Developers

Note

The following content is autogenerated from the Python docstrings. Don’t expect a well written story!

The package

Code structure

Garleek code is organized in two layers: the library and the application layers. The former controls the business logic while the latter exposes this functionality as a command-line interface and, if useful, a high-level Python function.

Library layer

  • qm and mm subpackages host low-level QM and MM software interfacing. Both feature a documented, standardized dictionary representation on the data each are expecting. The communication logic for each qm and mm modules is performed in the connectors module.
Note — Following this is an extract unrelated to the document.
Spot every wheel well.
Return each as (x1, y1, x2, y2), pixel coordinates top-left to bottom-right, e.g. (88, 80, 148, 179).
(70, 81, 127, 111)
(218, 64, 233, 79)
Refer to each module documentation for more information.
  • atom_types controls atom_type file parsing, and units stores unit conversion factors.

Application layer

  • cli module lists the CLI entry-points for users (frontend) and QM softwares handling the ONIOM calculation (backend)

Library layer

mm/

The mm subpackage hosts all the code that handles calculations involving MM software.

Each module in this subpackage is expected to perform the following tasks:

  1. Take the standardized dictionary (as explained) in the qm module and convert the contained data into the representation requested by the interfaced MM software (units included).
  2. Calculate the requested data (depending on derivatives value) with the MM software.
  3. Organize the obtained data into a standardized representation, as described below.

Standardized object for interfaced data

The QM engine will be expecting a dictionary containing the following keys and values. Unit conversion is not handled here (that’s responsibility of the connector), so just use those employed by the MM software (but document those in the docstring!)

energy : float
Potential energy
gradients : np.array with shape (3*n_atom,)
Gradient on each tom
hessian : np.array with shape (9*n_atom,)
Flattened hessian matrix (force constants)
dipole_moment : np.array with shape (3,), optional
Dipole X,Y,Z-Components
polarizability : np.array with shape (6,), optional
Atom polarizability
dipole_derivatives : np.array with shape (9*n_atom)
Dipole derivatives with respect to X,Y,Z components for each atom

mm.tinker.py

Garleek - Tinker bridge

garleek.mm.tinker.patch_tinker_output_for_inactive_atoms(results, indices, n_atoms)

TODO: Patch ‘hessian’ to support FREQ calculations with inactive

garleek.mm.tinker.prepare_tinker_key(forcefield, atoms=None, version=None)

Prepare a file ready for TINKER’s -k option.

Parameters:
  • forcefield (str) –

    forcefield should be either a:

    • *.prm: proper forcefield file
    • *.key, *.par: key file that can call *.prm files and

    add more parameters

    If a .prm file is provided, a .key file will be written to accommodate the forcefield in a parameters * call.

  • atoms (OrderedDict, optional=None) – Set of atoms to write, following convention defined in garleek.qm.
  • version (str, optional=None) –

    Specific behavior flag. Supports: - qmcharges, which would write charges provided by QM engine.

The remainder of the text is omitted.